Nach der Einweisung heißt es meist warten. Denn laut der Deutschen Gesellschaft für Psychiatrie und Psychotherapie, Psychosomatik und Nervenheilkunde dauert es durchschnittlich bis zu 5,7 Wochen, bis eine psychologische oder psychiatrische Behandlung starten kann.
Jeder Fall ist anders
Zur Therapierung gibt es verschiedene Angebote. So werden, je nach Einzelfall, z.B. psychologische Gespräche, Sportgruppen, Ergotherapie oder Genusstraining herangezogen. Jede Klinik arbeitet dabei nach unterschiedlichen Modellen mit unterschiedlichen Methoden. Ziel ist jedoch stets, die Patient*innen emotional zu begleiten, in Alltagssituationen zu unterstützen und die Menschen sukzessive zur Selbstständigkeit heranzuführen. Ein weiteres Ziel kann die die Reintegration in das Berufs- oder Schulleben sein.
Besonders bei Kindern kommen Therapietiere zum Einsatz. Sie helfen, Berührungsängste zu mindern und sorgen für eine Bindung, sodass die Behandelten Zuneigung verspüren. Therapietiere eignen sich weniger zur Behandlung der intellektuellen Fähigkeiten der Therapierten, sondern fördern die körperliche sowie psychische Gesundheit.
Wie schnell sich nach dem Start einer psychotherapeutischen Behandlung Besserung zeigt, kann man nicht pauschal beantworten. Die Erfolgsrate nach einer bestimmten Zeit korreliert etwa mit der Schwere der Erkrankung, dem Alter der Patient*innen, vorherigen Behandlungen, der Beziehung zum*zur Therapierenden, der Lebenssituation und dem Umfeld des Menschens ab.

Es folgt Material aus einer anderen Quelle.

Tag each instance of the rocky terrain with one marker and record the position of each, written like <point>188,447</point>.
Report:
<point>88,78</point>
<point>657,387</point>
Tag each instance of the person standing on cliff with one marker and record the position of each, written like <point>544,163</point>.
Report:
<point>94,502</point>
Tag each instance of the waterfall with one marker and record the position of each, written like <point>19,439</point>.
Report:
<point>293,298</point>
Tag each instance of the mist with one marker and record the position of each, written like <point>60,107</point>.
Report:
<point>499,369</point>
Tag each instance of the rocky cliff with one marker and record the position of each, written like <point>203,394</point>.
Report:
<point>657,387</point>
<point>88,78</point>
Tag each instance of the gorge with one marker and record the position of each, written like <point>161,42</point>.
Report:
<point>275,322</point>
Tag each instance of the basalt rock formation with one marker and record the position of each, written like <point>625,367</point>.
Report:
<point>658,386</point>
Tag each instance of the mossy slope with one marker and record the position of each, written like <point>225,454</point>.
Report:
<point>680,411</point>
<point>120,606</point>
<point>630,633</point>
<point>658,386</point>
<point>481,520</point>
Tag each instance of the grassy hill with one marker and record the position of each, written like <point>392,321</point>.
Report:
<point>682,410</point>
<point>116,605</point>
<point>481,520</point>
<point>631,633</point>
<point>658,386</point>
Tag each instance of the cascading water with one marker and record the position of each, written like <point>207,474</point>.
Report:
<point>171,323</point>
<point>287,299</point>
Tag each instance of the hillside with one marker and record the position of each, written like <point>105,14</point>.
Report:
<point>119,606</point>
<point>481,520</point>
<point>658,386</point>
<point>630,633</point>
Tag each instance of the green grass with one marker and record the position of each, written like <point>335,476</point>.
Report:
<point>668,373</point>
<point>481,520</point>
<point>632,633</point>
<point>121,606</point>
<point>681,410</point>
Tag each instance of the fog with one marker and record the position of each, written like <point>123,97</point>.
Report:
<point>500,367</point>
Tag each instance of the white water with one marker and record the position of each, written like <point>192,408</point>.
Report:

Schockbilder aus der Vergangenheit und Filmen
Obwohl Psychotherapien oft eine positive Wirkung auf Betroffene haben, gibt es noch viele Vorurteile, nach denen Psychiatrien und Menschen mit psychischen Erkrankungen abgestempelt werden. Das Wort „Psychiatrie“ löst bei vielen ein sehr negatives Bild im Kopf aus: Elektroschockstühle, Zwangsjacken, alte heruntergekommene Gebäude, denen man lieber nicht zu nahekommen will, und Therapeut*innen, die in weißen Hemden lachend durch die Gegend laufen. Sätze wie „Wer einmal in die Klapse kommt, kommt nie wieder raus“ oder „dort werden die Irren und Verrückten eingesperrt und mit Medikamenten ruhiggestellt“ vollenden das Horrorszenario.
Die meisten dieser Vorurteile stammen aus Filmen wie „Einer flog über das Kuckucksnest“. Dort werden viel zu veraltete und mit Vorurteilen durchzogene Bilder dargestellt. Viele Menschen haben auch noch Bilder aus dem 15. und 17. Jahrhundert vor Augen, wo etliche Menschen auf Scheiterhaufen verbrannt und ihre Hinrichtung öffentlich zur Schau gestellt wurde. Sie wurden wie Verbrecher*innen behandelt und bekamen nicht die nötige Hilfe. Wer Anzeichen einer psychischen Krankheit hatte, wurde als Bestrafte*r Gottes abgestempelt, wovor die Leute Angst haben sollten.
Hilfe ist wichtig und richtig
Doch genau das Gegenteil ist der Fall: Psychiatrie sind moderne Einrichtungen, die den Menschen helfen. Diese Stigmatisierung ist es, die die Menschen belastet und davon abhält, Hilfsangebote wahrzunehmen. Menschen mit Depressionen werden nach wie vor Vorwürfe gemacht, dass sie sich zusammenreißen sollen und Betroffene haben viel zu oft Angst, offen über ihre psychische Erkrankung zu reden. Oft wird eine psychische Krankheit auch mit Fehlern in der Lebensführung verwechselt.
Unsere Gesellschaft schweigt psychische Erkrankungen tot, dabei sind sie keine Seltenheit. Themen wie dieses dürfen kein Tabuthema mehr sein. Betroffene müssen besser über die Therapiemöglichkeiten aufgeklärt werden und frei über das Thema sprechen können. Eine ambulante Betreuung für seelische Erkrankungen darf nicht mit einer wochenlangen Wartezeit einhergehen. Dafür sind die Berufe der Pflegenden, Psychiater*innen und Psycholog*innen attraktiver zu gestalten. Und zu guter Letzt muss die Stigmatisierung nicht-körperlicher Krankheiten aufhören, die zusätzlichen Druck auf Betroffene ausübt.